The Women of the Copper Country  The Women of the Copper Country by Mary Doria Russell

If you've read any of Mary Doria Russell's books you'll know she does her research and because she does, she brings you right along into the world she is sharing with you.   When I saw her new book is set in my home state and in a city I've visited and frankly, been confused about, I was very anxious to read The Women of the Copper Country.

Copper country is the upper peninsula of Michigan, specifically the Keweenaw Peninsula, a smallish spit of land that juts out into Lake Superior but a bit of land that held an insanely rich vein of copper. Miners are brought in from Wales, Scotland, the Slovakian countries, miners who know how to mine. Miners who don't or can't speak for themselves.

This book is a David and Goliath story. Anna Klobuchar Clements is a six foot four inch wonder in Calumet, Michigan. But she's not the giant - she's David.  Annie has lived there her whole life and  watched the men go down the hole and scrape out copper and sometimes climb back out and when they don't she's watched their sons, one after another go down the hole to continue the work so the family can eat.

We know of miner injustices, big mining companies who keep their workers hungry, cold, poor and indebted.  Annie saw the injustices, too, and she didn't like them. She watched this system her whole life and knows what is fair and what isn't.  Maybe it's because of her physical size that she made people take notice when she talked.  Maybe it was her kindness in finding ways to help the wives and mothers try to make their homes better places.  Maybe it was her unhappy marriage.  Maybe it was just that she was the right person at the right time to organize the women.  Organizing the women, demonstrating, collecting clothing for a free clothing bank, food, money, having the right people back you, attracting the attention of the Press, it all seemed like she was walking through a blizzard's strong winds alone but she continued until people DID notice.  She led a strike against the largest mining corporation in the world with 10,000 people marching behind her. She led the strike for an entire winter (and let me tell you, winters in the Upper Peninsula are legendary) and then had to make a decision of how far she could go, how much the miners could tolerate, and of course, how long to survive.

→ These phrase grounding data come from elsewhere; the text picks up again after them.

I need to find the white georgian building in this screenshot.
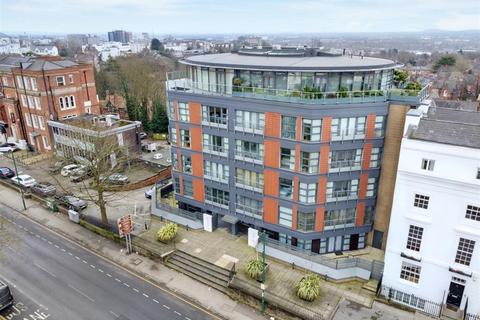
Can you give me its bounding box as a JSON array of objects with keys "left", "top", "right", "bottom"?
[{"left": 382, "top": 101, "right": 480, "bottom": 317}]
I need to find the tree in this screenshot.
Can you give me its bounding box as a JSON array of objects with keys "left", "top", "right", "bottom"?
[
  {"left": 434, "top": 55, "right": 456, "bottom": 71},
  {"left": 139, "top": 101, "right": 149, "bottom": 132},
  {"left": 150, "top": 38, "right": 162, "bottom": 51},
  {"left": 59, "top": 48, "right": 68, "bottom": 57},
  {"left": 405, "top": 81, "right": 422, "bottom": 91},
  {"left": 393, "top": 69, "right": 408, "bottom": 86},
  {"left": 149, "top": 100, "right": 169, "bottom": 133}
]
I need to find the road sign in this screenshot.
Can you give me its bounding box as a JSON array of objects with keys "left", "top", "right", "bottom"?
[{"left": 117, "top": 214, "right": 133, "bottom": 237}]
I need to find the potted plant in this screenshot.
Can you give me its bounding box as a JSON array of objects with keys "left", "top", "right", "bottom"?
[
  {"left": 244, "top": 256, "right": 268, "bottom": 281},
  {"left": 156, "top": 222, "right": 178, "bottom": 243},
  {"left": 295, "top": 274, "right": 321, "bottom": 302}
]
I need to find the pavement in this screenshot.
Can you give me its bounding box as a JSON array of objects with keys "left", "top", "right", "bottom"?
[{"left": 0, "top": 184, "right": 265, "bottom": 320}]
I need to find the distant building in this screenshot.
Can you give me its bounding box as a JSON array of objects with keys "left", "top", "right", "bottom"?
[
  {"left": 67, "top": 34, "right": 88, "bottom": 49},
  {"left": 107, "top": 30, "right": 132, "bottom": 44},
  {"left": 32, "top": 45, "right": 59, "bottom": 56},
  {"left": 382, "top": 103, "right": 480, "bottom": 317}
]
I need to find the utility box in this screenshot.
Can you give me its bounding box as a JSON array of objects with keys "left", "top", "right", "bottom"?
[
  {"left": 68, "top": 210, "right": 80, "bottom": 223},
  {"left": 147, "top": 143, "right": 157, "bottom": 152}
]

This book answered some of the questions I have when I go to Calumet and see the empty beautiful buildings in the city, see the history of the Keweenaw Peninsula written on sign boards of abandoned mines,  and the sad condition of miner's homes still standing up against the homes of former mine  executives.  Some things are obvious, the mines are gone except for tourist attractions, the town failed because the mines are gone, but there are people still hanging on in those houses and the town is hanging on by its fingernails but now when I go there I will take more time.  They deserve my time and attention.